TADULAKO.ID, Palu – Koalisi Perempuan Indonesia (KPI) Wilayah Sulawesi Tengah menggandeng Forum Perempuan Muda Indonesia (FAMM-I) untuk menggelar diskusi bersama Balai Perempuan Kelompok Kepentingan Pemuda, Pelajar, dan Mahasiswa di Myco Space, Jalan Muh. Yamin, Kompleks Kantor BPK RI, Kota Palu.
KPI Sulteng dan FAMM-I mendorong keterlibatan aktif generasi muda dalam mengimplementasikan Undang-Undang Tindak Pidana Kekerasan Seksual (UU TPKS), khususnya di lingkungan kampus. Mereka juga membuka ruang diskusi kritis agar peserta memahami isu kekerasan seksual sekaligus memperkuat kapasitas Balai Perempuan sebagai pusat edukasi dan advokasi.
Koordinator program, Nur Mentari, menjelaskan bahwa pihaknya menginisiasi kegiatan ini karena masih banyak mahasiswa belum memahami UU TPKS dan mekanisme penanganan kekerasan seksual di kampus.
“Kami melihat mahasiswa masih minim pemahaman tentang hak korban dan langkah penanganan. Karena itu, kami menghadirkan ruang diskusi ini untuk membangun kesadaran sekaligus keberanian bersikap,” ujarnya.
Ia menegaskan bahwa generasi muda harus mengambil peran sebagai agen perubahan sosial. Menurutnya, kampus tidak hanya menjadi ruang akademik, tetapi juga harus menjamin keamanan seluruh civitas.
“Kami ingin mahasiswa tidak hanya menjadi penonton, tetapi ikut terlibat aktif dalam pencegahan dan penanganan kekerasan seksual di lingkungan mereka,” tambahnya.
Nur Mentari juga menekankan bahwa pihaknya akan menindaklanjuti hasil diskusi melalui aksi nyata, seperti kampanye edukasi, pembentukan komunitas peduli, serta advokasi kebijakan di tingkat kampus.

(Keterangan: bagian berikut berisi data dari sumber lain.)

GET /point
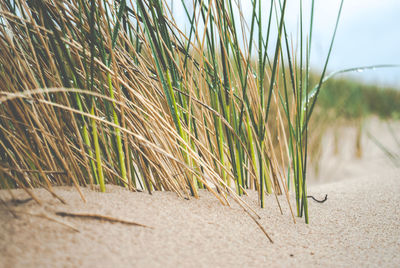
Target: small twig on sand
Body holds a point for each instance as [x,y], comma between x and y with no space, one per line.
[8,209]
[316,200]
[99,217]
[43,215]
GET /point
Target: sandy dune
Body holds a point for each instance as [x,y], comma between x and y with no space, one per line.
[359,225]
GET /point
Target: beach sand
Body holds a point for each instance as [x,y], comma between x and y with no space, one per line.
[359,225]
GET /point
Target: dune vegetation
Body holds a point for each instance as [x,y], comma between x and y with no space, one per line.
[114,92]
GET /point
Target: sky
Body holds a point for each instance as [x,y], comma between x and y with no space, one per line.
[368,34]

“Kami menjadikan kegiatan ini sebagai pintu awal. Ke depan, kami akan memperluas kolaborasi dengan kampus dan pemerintah daerah agar implementasi UU TPKS berjalan optimal,” jelasnya.
Sebanyak 20 peserta dari berbagai perguruan tinggi di Kota Palu mengikuti kegiatan ini. Para peserta aktif berdiskusi dan bertukar gagasan terkait strategi pencegahan serta penanganan kekerasan seksual.
Melalui kegiatan ini, KPI Sulteng dan FAMM-I menargetkan Balai Perempuan menjadi pusat edukasi dan advokasi yang berkelanjutan, sekaligus ruang aman bagi pelajar, pemuda, dan mahasiswa dalam menyuarakan isu kekerasan seksual.